Just a Bit
Part Two - Challenge #08

This challenge will introduce you to data character encoding – a skill required to understand computer and network technology.

Background:


Learn about Bits, Nibbles, Bytes, Hexadecimal, EBCDIC, ASCII, and BCD

Classic school education involves arithmetic and script symbols for alphanumeric and special characters. Computer and network technology expertise requires additional knowledge of data character encoding.

If you are not familiar with Bits, Nibbles, Bytes, Hexadecimal, EBCDIC, ASCII, and BCD, then the section below is mandatory Use this as reference as you complete the challenge.

The digital world operates using electronic signals where a signal is either off (0) or on (1). A light switch is a good analogy. The light switch is either off or on.

Everything builds upon the word binary. Binary, 0 or 1, is the lowest level of our digital world. Computer instructions, alphanumeric and special characters are binary at the lowest level.


A bit is a binary state, either state 0 (off) or 1 (on).
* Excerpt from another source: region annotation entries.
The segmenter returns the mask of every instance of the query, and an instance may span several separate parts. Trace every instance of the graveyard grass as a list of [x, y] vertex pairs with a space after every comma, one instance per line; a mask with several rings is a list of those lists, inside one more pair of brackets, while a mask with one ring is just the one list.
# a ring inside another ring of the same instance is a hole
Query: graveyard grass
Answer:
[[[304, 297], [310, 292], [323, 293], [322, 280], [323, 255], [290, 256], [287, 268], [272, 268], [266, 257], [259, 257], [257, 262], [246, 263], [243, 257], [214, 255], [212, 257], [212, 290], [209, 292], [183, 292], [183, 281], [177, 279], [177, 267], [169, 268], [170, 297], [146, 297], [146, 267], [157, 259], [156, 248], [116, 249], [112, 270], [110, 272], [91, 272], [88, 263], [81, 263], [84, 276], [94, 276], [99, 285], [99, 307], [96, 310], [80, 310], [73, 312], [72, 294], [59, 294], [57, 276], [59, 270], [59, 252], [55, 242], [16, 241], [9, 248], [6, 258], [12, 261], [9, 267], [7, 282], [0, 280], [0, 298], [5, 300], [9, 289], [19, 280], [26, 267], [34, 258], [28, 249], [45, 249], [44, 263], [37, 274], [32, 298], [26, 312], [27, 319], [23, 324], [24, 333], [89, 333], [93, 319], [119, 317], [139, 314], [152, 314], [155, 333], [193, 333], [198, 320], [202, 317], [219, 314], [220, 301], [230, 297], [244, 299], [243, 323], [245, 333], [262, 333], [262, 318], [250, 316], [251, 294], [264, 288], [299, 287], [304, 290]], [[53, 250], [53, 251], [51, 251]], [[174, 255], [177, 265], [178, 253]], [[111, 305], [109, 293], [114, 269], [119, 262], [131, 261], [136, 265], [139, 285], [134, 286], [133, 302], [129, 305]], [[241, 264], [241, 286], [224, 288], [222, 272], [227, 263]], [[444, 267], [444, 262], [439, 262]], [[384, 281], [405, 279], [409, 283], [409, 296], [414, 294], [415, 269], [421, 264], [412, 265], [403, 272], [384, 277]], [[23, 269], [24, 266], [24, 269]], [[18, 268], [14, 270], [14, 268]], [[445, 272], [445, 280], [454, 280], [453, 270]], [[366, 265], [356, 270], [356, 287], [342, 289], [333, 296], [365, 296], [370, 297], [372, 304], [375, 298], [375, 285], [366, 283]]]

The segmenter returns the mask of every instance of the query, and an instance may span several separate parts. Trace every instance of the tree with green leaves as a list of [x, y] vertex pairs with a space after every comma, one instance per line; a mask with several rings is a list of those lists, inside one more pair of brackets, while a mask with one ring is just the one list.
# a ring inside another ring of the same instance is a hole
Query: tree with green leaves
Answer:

Computer processing and network transmission involves probably more bits than grains of sand. Everything in computer processing and network transmission is a massive stream of bits. When you type a character, a small stream of bits is generated to represent the character. System commands and programming language verbs are a stream of bits.
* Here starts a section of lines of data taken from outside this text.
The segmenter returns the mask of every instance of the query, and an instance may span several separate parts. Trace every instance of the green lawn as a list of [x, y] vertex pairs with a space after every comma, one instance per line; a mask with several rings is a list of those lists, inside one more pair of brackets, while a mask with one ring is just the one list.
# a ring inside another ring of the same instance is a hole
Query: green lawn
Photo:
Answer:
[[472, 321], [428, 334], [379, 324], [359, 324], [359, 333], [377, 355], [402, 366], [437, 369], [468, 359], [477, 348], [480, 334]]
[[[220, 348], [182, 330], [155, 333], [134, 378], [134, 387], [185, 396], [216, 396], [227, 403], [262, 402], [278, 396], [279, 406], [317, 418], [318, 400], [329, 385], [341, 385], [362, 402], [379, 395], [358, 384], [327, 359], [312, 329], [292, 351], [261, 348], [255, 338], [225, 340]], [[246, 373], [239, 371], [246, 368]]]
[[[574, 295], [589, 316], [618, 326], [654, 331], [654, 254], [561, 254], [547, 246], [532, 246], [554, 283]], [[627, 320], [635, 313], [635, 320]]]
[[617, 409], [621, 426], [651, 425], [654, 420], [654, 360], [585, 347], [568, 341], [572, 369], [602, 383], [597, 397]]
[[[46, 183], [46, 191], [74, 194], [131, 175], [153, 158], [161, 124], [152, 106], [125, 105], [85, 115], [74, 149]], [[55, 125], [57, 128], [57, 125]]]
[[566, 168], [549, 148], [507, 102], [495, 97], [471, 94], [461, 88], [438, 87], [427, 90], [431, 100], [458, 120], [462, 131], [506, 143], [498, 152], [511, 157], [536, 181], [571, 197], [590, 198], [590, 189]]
No one codes a stream of bits (0's and 1's) when typing characters nor codes of stream bits when programming. So, how are the stream of bits organized to form characters, commands, etc.?

The answer starts with hexadecimal.

Hexadecimal is a more human friendly method to represent a defined string of bits. Hexadecimal requires a thinking adjustment because our mind muscle is trained in decimal.

The word 'deci' means 10, therefore there are ten numbers (digits) in the decimal number system. The valid numbers in a base 10 number system are: 0, 1, 2, 3, 4, 5, 6, 7, 8, 9.

Hexadecimal has 16 positions (0-9 and A-F representing positions 10-15).

To further complicate matters, 2 different character encoding standards evolved at roughly the same time. Each character encoding standard assigned a different hexadecimal value to alphabetic characters, numbers, and special characters. Those 2 character encoding standards are:

  1. EBCDIC, Extended Binary Coded Decimal Interchange Code
  2. ASCII, American Standard Code for Information Interchange

The good news is EBCDIC and ASCII have hexadecimal in common.

Two separate character encoding standards were developed in the early 1960's, EBCDIC and ASCII.

EBCDIC, Extended Binary Coded Decimal Interchange Code, was devised in 1963 and 1964 by IBM and was announced with the release of the IBM System/360 line of mainframe computers. It is an eight-bit character encoding. The IBM System/360 is the foundation and original DNA for today's IBM Z.

ASCII, American Standard Code for Information Interchange, was developed from telegraph code. Its first commercial use was as a seven-bit teleprinter code promoted by Bell data services. ASCII codes represent text in computers, telecommunications equipment, and other devices.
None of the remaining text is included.